The wealth of white households in the United States stands at 20 times that of the median wealth of Black homes, according to a recently released report by the Pew Research Center.
The report also stated that the household wealth of white Americans is 18 times higher than that of Hispanic homes.
The figures represented the largest disparity since the government began publishing household wealth data a quarter century ago and roughly twice the size of the ratios that had prevailed between these three groups for the two decades prior to the most recent economic recession.
The Pew Research analysis finds that, in percentage terms, the turbulence in the housing market staring in 2006 and the recession that followed from late 2007 to mid-2009 took a far greater toll on the wealth of Black and Hispanic-Americans than whites.
In addition, between 2005 to 2009, inflation-adjusted median wealth fell by 66 percent among Hispanic households and 53 percent among Black households, compared with just 16 percent among white households.
As a result of these declines, the report said, the typical Black household had just $5,677 in wealth, which takes account for assets minus debts, in 2009. Meanwhile, the typical Hispanic household had $6,325 in wealth and the typical white household had $113,149.
That disparity may well account for the results of a separate report that indicated that Black families account for a larger share of the population of homeless shelters.
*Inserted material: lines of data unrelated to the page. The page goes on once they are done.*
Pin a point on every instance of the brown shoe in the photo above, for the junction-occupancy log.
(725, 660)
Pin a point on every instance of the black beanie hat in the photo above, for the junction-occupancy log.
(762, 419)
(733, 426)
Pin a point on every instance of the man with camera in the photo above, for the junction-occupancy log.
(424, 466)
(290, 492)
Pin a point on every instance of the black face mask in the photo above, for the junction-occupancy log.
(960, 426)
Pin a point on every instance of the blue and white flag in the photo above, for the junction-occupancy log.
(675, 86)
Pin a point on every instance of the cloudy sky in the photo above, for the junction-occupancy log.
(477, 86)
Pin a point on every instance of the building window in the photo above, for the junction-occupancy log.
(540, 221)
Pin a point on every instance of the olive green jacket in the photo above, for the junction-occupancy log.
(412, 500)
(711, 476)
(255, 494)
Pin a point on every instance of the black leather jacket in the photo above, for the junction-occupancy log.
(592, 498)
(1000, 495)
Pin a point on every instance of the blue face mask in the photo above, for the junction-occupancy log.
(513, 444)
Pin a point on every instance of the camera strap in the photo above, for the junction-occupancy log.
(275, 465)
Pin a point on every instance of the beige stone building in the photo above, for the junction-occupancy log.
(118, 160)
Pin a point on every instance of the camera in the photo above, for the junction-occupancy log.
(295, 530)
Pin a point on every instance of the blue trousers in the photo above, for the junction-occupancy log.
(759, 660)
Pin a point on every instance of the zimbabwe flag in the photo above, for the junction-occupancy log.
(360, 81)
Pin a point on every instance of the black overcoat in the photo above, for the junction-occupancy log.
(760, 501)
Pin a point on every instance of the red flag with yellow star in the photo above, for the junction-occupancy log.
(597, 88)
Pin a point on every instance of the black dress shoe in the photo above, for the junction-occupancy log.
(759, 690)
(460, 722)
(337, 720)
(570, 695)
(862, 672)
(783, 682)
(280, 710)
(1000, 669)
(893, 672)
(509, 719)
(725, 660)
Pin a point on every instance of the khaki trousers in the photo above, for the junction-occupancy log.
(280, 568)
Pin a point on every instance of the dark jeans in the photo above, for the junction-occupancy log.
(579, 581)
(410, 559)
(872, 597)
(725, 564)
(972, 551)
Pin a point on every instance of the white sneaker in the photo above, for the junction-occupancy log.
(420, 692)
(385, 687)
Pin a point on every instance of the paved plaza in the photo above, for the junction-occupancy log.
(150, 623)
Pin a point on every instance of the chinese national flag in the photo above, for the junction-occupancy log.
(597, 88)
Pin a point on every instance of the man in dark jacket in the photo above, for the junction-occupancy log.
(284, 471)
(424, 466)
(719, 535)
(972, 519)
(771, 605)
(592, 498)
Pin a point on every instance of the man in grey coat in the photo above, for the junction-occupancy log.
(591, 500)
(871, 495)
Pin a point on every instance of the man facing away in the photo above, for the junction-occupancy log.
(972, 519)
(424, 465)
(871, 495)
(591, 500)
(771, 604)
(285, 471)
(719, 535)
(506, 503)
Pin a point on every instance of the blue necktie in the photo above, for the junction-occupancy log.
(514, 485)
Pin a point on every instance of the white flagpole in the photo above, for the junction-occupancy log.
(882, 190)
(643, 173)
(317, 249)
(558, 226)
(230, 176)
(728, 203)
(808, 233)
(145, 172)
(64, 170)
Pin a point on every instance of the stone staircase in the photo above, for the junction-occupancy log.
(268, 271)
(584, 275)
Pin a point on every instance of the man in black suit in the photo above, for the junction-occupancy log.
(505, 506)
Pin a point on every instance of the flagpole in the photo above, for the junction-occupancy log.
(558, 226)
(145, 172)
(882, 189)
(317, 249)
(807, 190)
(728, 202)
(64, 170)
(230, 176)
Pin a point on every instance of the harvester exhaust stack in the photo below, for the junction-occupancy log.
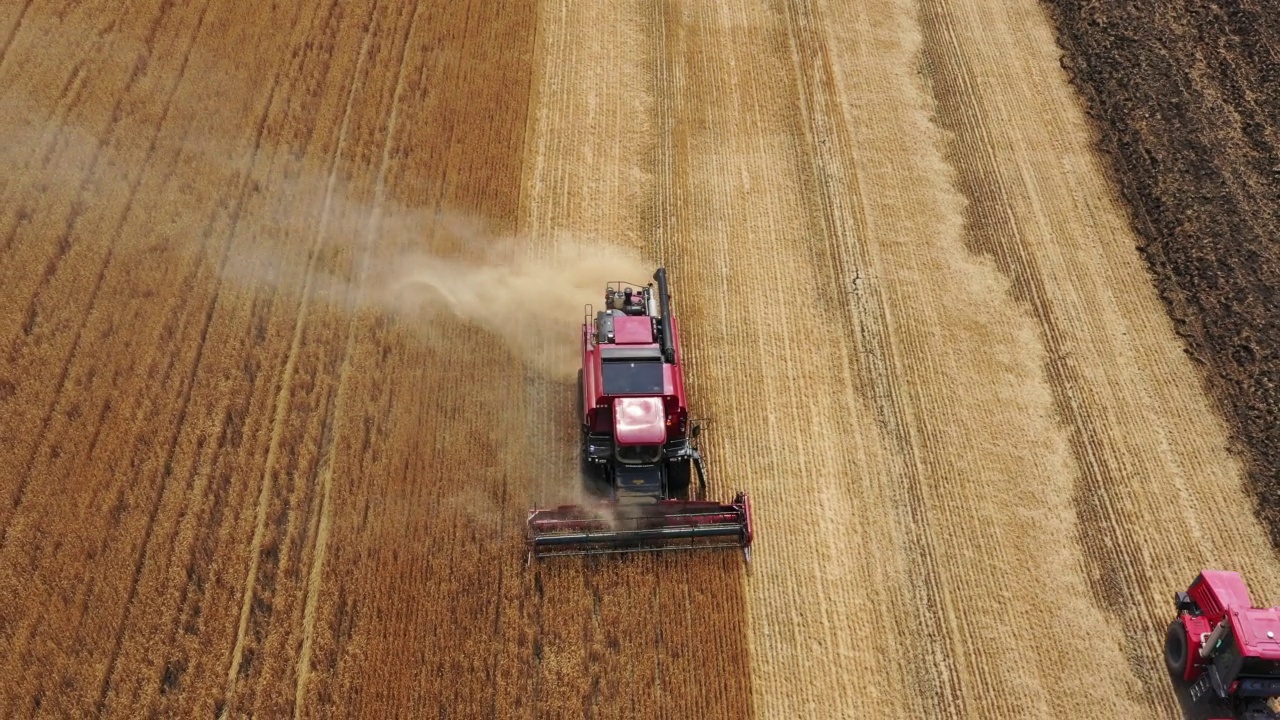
(639, 450)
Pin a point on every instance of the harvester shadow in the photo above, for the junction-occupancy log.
(1197, 710)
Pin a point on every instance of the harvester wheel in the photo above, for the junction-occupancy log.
(1175, 650)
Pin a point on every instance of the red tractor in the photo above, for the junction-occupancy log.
(639, 451)
(1226, 650)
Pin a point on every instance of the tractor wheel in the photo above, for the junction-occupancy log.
(677, 479)
(1176, 650)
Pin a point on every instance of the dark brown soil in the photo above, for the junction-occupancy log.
(1185, 96)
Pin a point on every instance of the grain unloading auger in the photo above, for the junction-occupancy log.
(638, 442)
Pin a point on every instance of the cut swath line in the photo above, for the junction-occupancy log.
(315, 575)
(284, 395)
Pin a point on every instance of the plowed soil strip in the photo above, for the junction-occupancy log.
(1188, 106)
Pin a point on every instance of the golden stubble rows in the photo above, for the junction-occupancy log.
(237, 477)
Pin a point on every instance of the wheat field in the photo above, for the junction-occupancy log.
(289, 299)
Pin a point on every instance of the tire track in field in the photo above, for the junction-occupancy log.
(1112, 540)
(13, 31)
(842, 247)
(284, 395)
(992, 229)
(200, 479)
(324, 522)
(191, 376)
(63, 247)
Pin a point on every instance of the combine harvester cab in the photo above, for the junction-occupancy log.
(638, 442)
(1225, 650)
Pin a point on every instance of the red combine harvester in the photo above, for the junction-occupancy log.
(1224, 647)
(638, 442)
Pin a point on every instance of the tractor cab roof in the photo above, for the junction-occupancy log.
(1257, 632)
(632, 329)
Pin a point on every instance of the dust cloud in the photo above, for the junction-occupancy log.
(528, 295)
The report, by the Institute for Children, Poverty and Homelessness, said that Black families accounted for nearly 38.8 percent of the shelter population, compared with the 28.8 percent of white families.
Black families are also more likely to be in poverty than their white counterparts. In 2010, nearly one-quarter of Black families were poor, compared to 7.1 percent of white families.
The Pew Research Center’s report is the result of its analysis of economy data surveys sent to thousands of American households by the Census Bureau.